Todd King, VP of Marketing, Gaia Herbs: “They want assurance, in a variety of forms. Pesticides remain a top concern, as do heavy metals and biological contaminants (we provide proof that our products are free of all three). We view education as an opportunity to keep the conversation going with our valued consumers. We see increased attention given to our industry as an opportunity to educate consumers about our products and how herbs can be used to support health and vitality.
“In 2015, we launched an educational blog to help cultivate deeper connections between plants and people. We share a mix of seasonal tips for healthier living, consumer-friendly science and health news and updates on our farm and products (plus delicious recipes).”
Are there any industry-wide initiatives promoting transparency? If no, do you think there should be and who should lead that?
Shaheen Majeed, Marketing Director, Sabinsa: “There should be a base, a commitment of some degree of transparency by all parties involved.
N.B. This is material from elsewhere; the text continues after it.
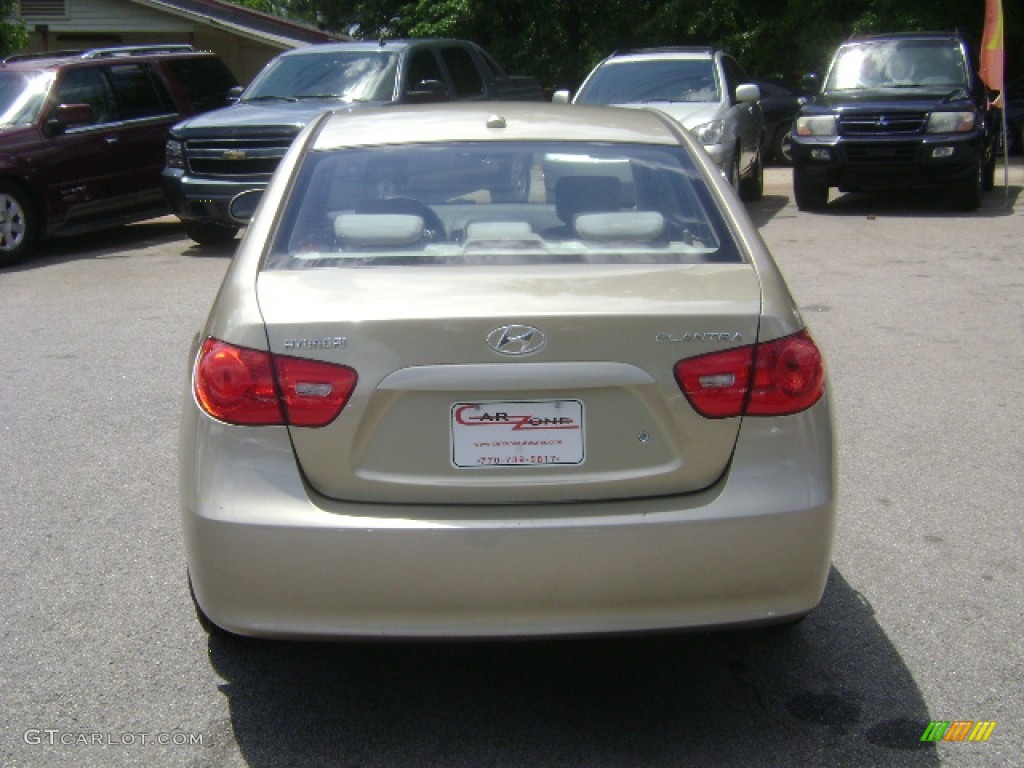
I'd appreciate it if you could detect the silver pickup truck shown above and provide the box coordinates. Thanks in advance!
[162,39,544,245]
From there, I'm sure certifications, seals, and the companies doing such transparency work could further benefit us all.”
Jim Emme, CEO, NOW Health Group: “There is a lot of conversation about what the industry should do to address concerns, but there doesn’t seem to be consensus yet. Because the industry includes a wide range of sizes and types of companies, a “one size fits all” program spearheaded by leaders from a narrow segment of the industry would be problematic, and not protect consumer access to choices. To truly encompass the range of companies and products, there would need to be a coalition of trade associations committed to more than just the preferences of their members.”
Elan Sudberg, CEO, Alkemist Labs: “I am not aware of any industry-wide initiatives promoting transparency aside from the usual suspects (yours truly) and mostly from the manufacturing side. No labs have been as vocal about this as we have.”
Todd King, VP of Marketing, Gaia Herbs: While there are others in our industry who are working to promote transparency, there is not a wide-‐ spread initiative. We would love to see one, and we would, of course, also love to lead the cause. MeetYourHerbs was launched as a way to show consumers that they could trust our industry. Our DNA-‐statistical model is so pioneering that, in 2014, Gaia’s chief scientists were the only Natural Products Industry representatives invited to speak at the annual gathering of the U.S. Pharmacopeial Convention (USP).
George Pontiakos, president of BI Nutraceuticals: I think there may be one that is coming out, and companies are ramping up on this and trying to get ahead of any legislation. There are a lot of people looking at getting ahead of any product and formulation registry. A problem for the industry is that we don’t have one single legislative voice. We’re a $35 billion industry but we don’t have one single lobby group, no single voice. There are too many trade associations. There’s a lack of coordination in some areas and total over-coordination in other areas.